Unsymmetrically Placed Charge in a Hollow Conductor

[modulus]

This doubt cropped up in my mind while going through my old electrostatics notes...

We consider a spherical shell with some thickness (so that two different charge distributions may be possible on the inner and outer surfaces of the shell) made of some conducting material, and electrically neutral (uncharged).
Now, when we place any charge at the center of the shell, then charges are developed on the inner and outer surfaces of the shell. These induced charges are supposed to ensure that there is no net electric field anywhere inside the conductor (between the inner and outer surfaces). We also observe, though, that once the induced charges are formed and have taken their place on the conductor's inner and outer surfaces, the charge at the center of the shell remains at equilibrium.
This makes sense, because the induced charges are supposed to ensure no net electric field in many concentric spherical surfaces (which constitute the volume of the shell) that are centered at the charge itself. So , when the induced charges remove any electric field from the concentric shells, it makes sense that the net field at the center of these shells comes out to be zero by symmetry.

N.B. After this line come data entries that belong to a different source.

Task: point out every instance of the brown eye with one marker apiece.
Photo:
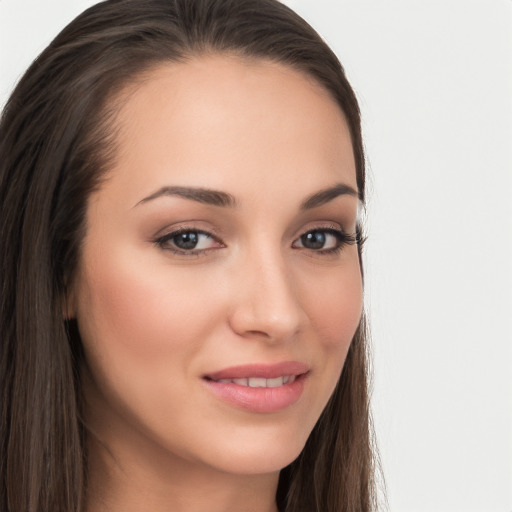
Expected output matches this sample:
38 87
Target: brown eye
187 240
314 240
320 239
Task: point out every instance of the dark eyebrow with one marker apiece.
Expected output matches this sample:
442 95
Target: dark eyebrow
324 196
201 195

But what if the charge was placed somewhere not so symmetrical within the shell? Would it experience no net force due to the induced charges which ensure no net electric field within the conductor (but not within the cavity, where our charge is asymmetrically placed)? What if the shell had some charge on it prior to the introduction of the charge in the cavity? And will electrostatic shielding take place for this charge, when the shell is placed in some external electric field??

 

[kuruman]

Go through your old electrostatic notes one more time and concentrate on the section of solving boundary value problems using the method of image charges. If you place charge $q$ at distance $d$ from the center of a conducting shell of radius $R$, the potential in the region inside is the same as the potential generated by a point charge $q'=-qR/d$ placed at distance $R^2/d$ from the center of the shell on the axis of symmetry. That is the case when the shell is grounded and it is at zero potential. If the shell is initially at potential $\varphi_0$ because of some charge placed on it, then you need an additional image charge $q''=4\pi\epsilon_0 R \varphi_0$ placed at the center of the shell to adjust its potential to $\varphi_0$. In either case the force on $q$ can be calculated using Coulomb's law. Yes, if you turn on an external electric field, the charge inside the cavity and on the inside surface will not be affected. The surface distribution on the outside may change in response to the external electric field, but this change cannot be communicated to the charges on the inner surface or inside the cavity. That's because the electric field in the space between the outer and the inner surface is and remains zero whether the external electric field is on or off. Charges communicate with other charges via electric fields. No electric field between outside and inside - no communication.